De heer Dölle (CDA):

Ik wil nog een opmerking maken over de delegatie. Mijn opmerking ter zake was overigens niet ironisch bedoeld.

Minister Plasterk:

Misschien wel een beetje, maar dat is niet erg.

De heer Dölle (CDA):

Nee. In de schriftelijke voorbereiding werd de delegatie ontkend. Gezegd werd dat het in de medebewindvorderende wet niet is toegestaan. Later werd gezegd dat het wel mag, maar dat het alleen aan het dagelijks bestuur van een deelgemeente mag worden gedelegeerd. Ik meen echter dat artikel 165, lid 1 ook spreekt over de bestuurscommissie. Mijn vraag is of de minister daar nog eens naar wil kijken.

Minister Plasterk:

Ik meen gezegd te hebben dat artikel 165, lid 1 spreekt over bestuurscommissie en deelgemeente. Als de heer Dölle op dit punt dezelfde perceptie heeft, dan zijn wij het eens.

De heer Dölle (CDA):

Mijn perceptie kan er behoorlijk naast zitten, maar mijn perceptie is dat er ook gedelegeerd kan worden aan andere bestuurscommissies dan aan dagelijkse besturen van deelgemeenten.

Minister Plasterk:

Dat is juist. Ik sprak over "bestuurscommissies of deelgemeenten". Beide zijn dus mogelijk.

De heer Dölle (CDA):

Dit betekent dus – dat was de achtergrond van mijn vraag – dat er door het college van burgemeester en wethouders ook gedelegeerd kan worden aan bijvoorbeeld een bestuurscommissie, waardoor de gemeenteraad als het ware is uitgeschakeld of op afstand is gezet. Dat is wel van belang, want daarmee wordt de beoordeling van de monumentenverordening wel heel sterk verzelfstandigd. Mijn vraag is of de minister daar nog eens naar wil kijken.

Minister Plasterk:

Dat zeg ik toe. Maar volgens mij gaat het nu niet om een verschil van inzicht over wat wenselijk is, maar om een poging om te interpreteren wat er in artikel 165, lid 1 van de Gemeentewet staat. Ik wil de Kamer daar met alle plezier een brief over sturen, maar volgens mij zijn wij het erover eens dat ook de delegatie aan een bestuurscommissie door de wet mogelijk wordt gemaakt.

De heer Dölle (CDA):

Mijn punt is dat wij er niet over hebben kunnen debatteren of dat wenselijk was, omdat wij ervan uitgingen dat dit niet mogelijk was, op basis van de schriftelijke voorbereidingen. Nu blijkt dat het wel kan, zouden wij dus nog een debatje kunnen voeren over de vraag of het wenselijk is dat er gedelegeerd kan worden aan een bestuurscommissie, bijvoorbeeld een monumentencommissie of een andere club.

Minister Plasterk:

Ik wil daar met alle plezier nog een keer naar kijken en de Kamer schriftelijk laten weten wat dit heeft opgeleverd.

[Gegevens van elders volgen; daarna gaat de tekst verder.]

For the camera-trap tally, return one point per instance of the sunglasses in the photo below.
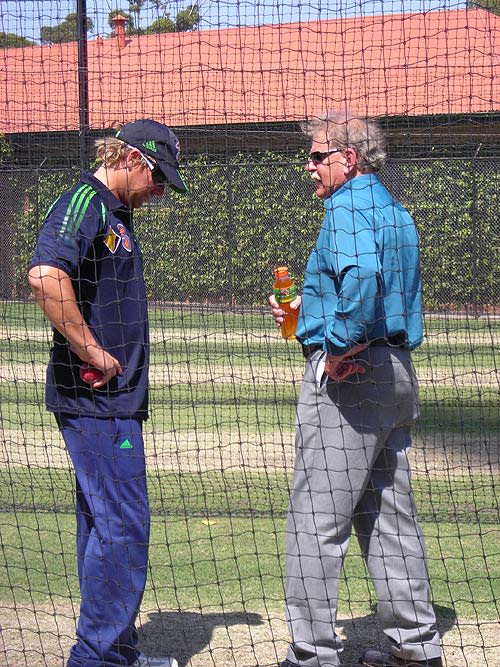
(157, 175)
(318, 156)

De beraadslaging wordt gesloten.

De voorzitter:

Ik dank de minister voor zijn reactie in tweede termijn.

Ik stel vast dat van de kant van de fractie van de ChristenUnie om stemming wordt gevraagd. Dit betekent dat er volgende week over het wetsvoorstel zal worden gestemd, evenals over de ingediende motie.

De vergadering wordt van 19.26 uur tot 19.35 uur geschorst.